In the shallow ocean water of the Antarctic continental shelf, unique marine communities, dominated by starfish and giant ribbon worms, have been able to thrive. That’s largely because the cold temperatures of the water on the shelf have kept skeleton-cracking predators like king crabs away for millions of years. But as climate change heats up the water surrounding Antarctica, a new study finds that in the near future there won’t be any barriers left to keep king crabs from climbing up the shelf and decimating the delicate ecosystems that have thrived there until now.
“The absence of these predators gives us these odd communities,” says Richard Aronson, a professor at the Florida Institute of Technology and lead author on the study, published today in Proceedings of the National Academy of Sciences. “The communities are unique, the way they operate is unique, and, on top of that, the species of animals that are there are almost all endemic,” he says. “In other words, you only find them in Antarctica.”
“If it gets warmer, they can come in and raise hell.”

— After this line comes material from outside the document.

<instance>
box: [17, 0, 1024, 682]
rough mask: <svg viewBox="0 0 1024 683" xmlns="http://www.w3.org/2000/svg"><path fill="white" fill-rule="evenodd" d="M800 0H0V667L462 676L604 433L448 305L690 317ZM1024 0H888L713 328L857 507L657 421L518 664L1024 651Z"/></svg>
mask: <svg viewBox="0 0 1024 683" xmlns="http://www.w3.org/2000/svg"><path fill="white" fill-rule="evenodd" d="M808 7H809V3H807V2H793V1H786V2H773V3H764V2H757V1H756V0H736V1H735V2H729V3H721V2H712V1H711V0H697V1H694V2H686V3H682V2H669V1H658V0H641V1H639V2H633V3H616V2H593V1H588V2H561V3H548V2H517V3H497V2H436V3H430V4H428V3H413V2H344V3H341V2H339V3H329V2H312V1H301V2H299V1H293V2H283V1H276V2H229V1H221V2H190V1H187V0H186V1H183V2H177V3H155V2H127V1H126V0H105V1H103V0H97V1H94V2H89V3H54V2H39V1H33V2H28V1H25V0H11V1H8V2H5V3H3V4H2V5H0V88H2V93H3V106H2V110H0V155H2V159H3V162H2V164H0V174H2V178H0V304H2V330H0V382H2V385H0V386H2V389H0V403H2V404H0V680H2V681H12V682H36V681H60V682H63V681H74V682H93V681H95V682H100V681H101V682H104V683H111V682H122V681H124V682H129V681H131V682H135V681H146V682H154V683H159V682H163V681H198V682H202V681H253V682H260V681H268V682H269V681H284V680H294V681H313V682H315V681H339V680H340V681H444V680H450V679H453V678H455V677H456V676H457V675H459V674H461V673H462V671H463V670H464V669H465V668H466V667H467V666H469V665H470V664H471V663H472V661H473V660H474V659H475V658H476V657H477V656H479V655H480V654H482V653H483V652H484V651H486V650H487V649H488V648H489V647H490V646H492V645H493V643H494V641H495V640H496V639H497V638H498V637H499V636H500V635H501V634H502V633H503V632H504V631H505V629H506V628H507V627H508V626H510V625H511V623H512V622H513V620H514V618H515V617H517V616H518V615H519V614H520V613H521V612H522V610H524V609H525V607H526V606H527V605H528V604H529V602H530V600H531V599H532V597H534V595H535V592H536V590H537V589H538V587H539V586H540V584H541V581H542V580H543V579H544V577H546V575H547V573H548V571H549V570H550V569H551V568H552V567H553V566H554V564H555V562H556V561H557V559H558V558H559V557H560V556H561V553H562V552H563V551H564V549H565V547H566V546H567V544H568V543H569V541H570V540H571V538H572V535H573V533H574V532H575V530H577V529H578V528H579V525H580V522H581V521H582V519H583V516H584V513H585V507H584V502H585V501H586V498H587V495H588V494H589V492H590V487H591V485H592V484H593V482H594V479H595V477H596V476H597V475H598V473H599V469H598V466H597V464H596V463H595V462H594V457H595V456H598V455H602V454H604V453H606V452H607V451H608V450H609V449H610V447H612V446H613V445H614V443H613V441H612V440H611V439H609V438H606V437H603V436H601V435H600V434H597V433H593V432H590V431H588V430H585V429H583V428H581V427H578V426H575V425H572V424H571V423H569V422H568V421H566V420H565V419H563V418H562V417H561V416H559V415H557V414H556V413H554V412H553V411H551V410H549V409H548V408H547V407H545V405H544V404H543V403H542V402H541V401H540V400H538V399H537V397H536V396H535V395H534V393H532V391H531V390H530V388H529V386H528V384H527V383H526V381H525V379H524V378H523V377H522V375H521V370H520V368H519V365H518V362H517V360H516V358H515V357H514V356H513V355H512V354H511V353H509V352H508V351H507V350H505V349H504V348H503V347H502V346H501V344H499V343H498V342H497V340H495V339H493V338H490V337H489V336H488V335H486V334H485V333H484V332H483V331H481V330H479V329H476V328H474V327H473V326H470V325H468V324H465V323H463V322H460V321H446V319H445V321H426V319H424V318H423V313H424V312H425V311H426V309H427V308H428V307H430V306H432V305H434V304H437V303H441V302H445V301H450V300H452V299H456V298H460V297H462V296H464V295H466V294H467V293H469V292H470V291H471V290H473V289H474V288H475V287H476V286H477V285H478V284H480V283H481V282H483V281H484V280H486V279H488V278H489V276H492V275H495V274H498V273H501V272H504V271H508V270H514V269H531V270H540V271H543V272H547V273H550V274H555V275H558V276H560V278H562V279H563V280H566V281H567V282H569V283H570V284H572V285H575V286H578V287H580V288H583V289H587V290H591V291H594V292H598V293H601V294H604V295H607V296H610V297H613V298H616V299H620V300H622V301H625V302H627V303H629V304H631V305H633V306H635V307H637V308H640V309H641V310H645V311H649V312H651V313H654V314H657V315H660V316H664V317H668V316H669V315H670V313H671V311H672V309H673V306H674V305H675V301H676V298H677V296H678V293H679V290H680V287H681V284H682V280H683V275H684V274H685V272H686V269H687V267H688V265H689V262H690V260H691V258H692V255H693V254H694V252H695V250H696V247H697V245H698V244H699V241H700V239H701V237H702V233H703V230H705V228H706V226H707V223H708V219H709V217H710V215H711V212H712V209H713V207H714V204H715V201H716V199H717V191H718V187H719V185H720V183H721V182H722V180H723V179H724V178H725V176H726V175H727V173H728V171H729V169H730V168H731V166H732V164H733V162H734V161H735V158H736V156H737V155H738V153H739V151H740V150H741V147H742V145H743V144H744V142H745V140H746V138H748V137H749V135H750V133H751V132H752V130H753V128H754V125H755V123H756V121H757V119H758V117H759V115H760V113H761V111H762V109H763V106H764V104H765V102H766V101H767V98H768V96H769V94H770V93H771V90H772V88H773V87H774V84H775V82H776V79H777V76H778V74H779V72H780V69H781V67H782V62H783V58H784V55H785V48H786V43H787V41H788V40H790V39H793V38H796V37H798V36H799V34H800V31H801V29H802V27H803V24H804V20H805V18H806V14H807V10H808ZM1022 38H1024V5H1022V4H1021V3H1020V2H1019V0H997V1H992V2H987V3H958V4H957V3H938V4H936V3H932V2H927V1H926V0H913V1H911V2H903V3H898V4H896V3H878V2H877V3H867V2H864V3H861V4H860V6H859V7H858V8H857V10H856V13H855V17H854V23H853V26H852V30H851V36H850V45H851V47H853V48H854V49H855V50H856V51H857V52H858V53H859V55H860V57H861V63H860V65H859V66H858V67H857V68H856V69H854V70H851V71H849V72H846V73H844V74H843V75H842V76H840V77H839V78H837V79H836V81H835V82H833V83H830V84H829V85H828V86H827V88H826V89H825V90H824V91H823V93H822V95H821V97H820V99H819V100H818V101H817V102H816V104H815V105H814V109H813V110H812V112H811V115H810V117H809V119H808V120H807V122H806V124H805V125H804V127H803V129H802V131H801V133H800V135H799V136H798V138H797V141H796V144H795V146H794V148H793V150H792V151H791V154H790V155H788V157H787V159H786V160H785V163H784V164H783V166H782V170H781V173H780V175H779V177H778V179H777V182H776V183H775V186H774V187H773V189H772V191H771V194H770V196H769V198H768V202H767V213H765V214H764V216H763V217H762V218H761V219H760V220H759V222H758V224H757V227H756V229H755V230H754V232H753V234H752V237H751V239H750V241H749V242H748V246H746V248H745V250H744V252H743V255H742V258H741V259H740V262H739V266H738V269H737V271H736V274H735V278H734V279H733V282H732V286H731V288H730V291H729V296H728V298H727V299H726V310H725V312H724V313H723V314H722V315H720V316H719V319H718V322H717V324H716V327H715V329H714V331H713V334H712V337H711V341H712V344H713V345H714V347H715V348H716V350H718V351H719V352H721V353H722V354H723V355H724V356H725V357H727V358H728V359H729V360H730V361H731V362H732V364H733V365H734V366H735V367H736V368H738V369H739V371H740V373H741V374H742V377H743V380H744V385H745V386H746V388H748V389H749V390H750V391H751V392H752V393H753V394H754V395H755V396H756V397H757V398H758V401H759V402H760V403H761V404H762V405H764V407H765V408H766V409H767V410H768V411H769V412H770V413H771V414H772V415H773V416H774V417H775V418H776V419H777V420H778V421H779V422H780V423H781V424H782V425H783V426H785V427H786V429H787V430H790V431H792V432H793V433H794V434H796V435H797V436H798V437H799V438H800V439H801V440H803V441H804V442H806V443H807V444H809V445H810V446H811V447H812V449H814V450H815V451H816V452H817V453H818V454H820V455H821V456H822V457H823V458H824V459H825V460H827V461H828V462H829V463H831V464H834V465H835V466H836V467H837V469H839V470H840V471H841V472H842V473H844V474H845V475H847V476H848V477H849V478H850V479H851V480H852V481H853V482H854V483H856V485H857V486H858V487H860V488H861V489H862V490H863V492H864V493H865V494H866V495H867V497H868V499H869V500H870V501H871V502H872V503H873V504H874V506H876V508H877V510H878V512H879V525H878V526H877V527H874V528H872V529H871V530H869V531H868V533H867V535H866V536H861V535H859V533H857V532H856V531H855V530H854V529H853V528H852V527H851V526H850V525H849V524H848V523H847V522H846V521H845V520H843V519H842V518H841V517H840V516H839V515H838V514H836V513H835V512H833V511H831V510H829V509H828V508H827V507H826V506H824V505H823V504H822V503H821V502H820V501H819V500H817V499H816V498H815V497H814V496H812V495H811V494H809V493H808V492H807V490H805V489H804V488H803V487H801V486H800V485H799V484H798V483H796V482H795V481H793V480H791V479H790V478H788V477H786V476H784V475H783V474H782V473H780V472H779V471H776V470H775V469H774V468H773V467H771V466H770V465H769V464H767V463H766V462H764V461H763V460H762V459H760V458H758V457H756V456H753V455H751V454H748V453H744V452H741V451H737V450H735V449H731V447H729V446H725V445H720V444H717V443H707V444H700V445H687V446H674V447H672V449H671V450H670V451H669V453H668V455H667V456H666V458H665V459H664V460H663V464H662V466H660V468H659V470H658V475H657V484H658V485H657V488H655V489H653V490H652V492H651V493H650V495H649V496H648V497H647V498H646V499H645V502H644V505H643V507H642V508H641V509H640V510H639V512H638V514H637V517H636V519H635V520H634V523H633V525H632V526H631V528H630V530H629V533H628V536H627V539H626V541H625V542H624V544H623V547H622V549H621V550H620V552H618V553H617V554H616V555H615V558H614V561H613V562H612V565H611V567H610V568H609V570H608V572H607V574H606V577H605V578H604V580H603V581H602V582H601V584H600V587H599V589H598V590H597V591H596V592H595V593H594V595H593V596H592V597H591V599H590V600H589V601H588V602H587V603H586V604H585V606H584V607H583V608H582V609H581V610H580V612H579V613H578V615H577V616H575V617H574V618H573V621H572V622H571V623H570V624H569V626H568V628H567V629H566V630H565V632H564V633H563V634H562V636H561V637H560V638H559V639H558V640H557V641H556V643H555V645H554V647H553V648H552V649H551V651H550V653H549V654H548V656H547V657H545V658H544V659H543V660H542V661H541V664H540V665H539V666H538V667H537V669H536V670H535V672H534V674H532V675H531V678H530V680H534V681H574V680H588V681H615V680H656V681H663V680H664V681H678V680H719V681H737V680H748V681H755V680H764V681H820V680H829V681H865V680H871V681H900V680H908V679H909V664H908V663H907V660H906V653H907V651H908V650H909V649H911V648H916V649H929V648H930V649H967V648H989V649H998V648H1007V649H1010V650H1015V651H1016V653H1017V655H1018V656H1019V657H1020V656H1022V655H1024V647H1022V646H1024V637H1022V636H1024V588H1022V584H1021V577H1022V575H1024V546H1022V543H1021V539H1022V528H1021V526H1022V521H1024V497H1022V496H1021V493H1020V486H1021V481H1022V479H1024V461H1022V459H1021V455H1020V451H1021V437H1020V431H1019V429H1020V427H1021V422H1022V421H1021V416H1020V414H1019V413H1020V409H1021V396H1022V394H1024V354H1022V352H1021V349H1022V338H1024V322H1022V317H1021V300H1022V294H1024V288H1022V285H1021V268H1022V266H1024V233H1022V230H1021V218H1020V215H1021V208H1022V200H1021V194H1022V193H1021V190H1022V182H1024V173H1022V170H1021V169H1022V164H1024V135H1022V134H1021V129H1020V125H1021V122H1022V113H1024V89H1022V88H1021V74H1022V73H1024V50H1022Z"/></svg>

But in recent years, king crabs have been discovered on the continental slope, just below the outer edges of the shelf, which begins at depths of 400 to 550 meters. To find out just how far they’ve advanced, Aronson and his colleagues towed a camera behind a remotely operated underwater vehicle, snapping pictures of more than 180,000 square meters of the seafloor, from 385 to 2,285 meters deep, off the coast of Marguerite Bay on the western Antarctic Peninsula.
In the images, the crabs were still absent from the shelf, where the extremely low temperatures prevent the animals from flushing excess magnesium out of their blood—a fatal complication for the crustaceans, according to Aronson. “If it gets warmer, the magnesium problem goes away,” he says. “They can come in and raise hell.”
The images did reveal that the crab population in the continental slope’s warmer waters was large enough to be reproducing—meaning the crabs were thriving just below the shelf.
“We are not saying that that the crabs are definitely on the march up,” Aronson cautions. “This is a baseline to compare to whatever we find in the future.”
It may be unclear if the crabs are inching up onto the shelf just yet, but the study did find that, should they find their way up, the conditions on the shelf are almost ideal for the crabs—there’s plenty of prey, the salinity levels and seafloor sediments are just right, and the temperature is very nearly perfect. Temperatures on the shelf off the coast of the western Antarctic Peninsula have risen at nearly double the global water average. If the water temperature continues to climb at the current clip, there won’t be anything to stop the crabs from colonizing the shelf in the next few decades.
“It’s very disquieting that the one place on Earth that’s the least disturbed by human activities is at risk as well,” Aronson says.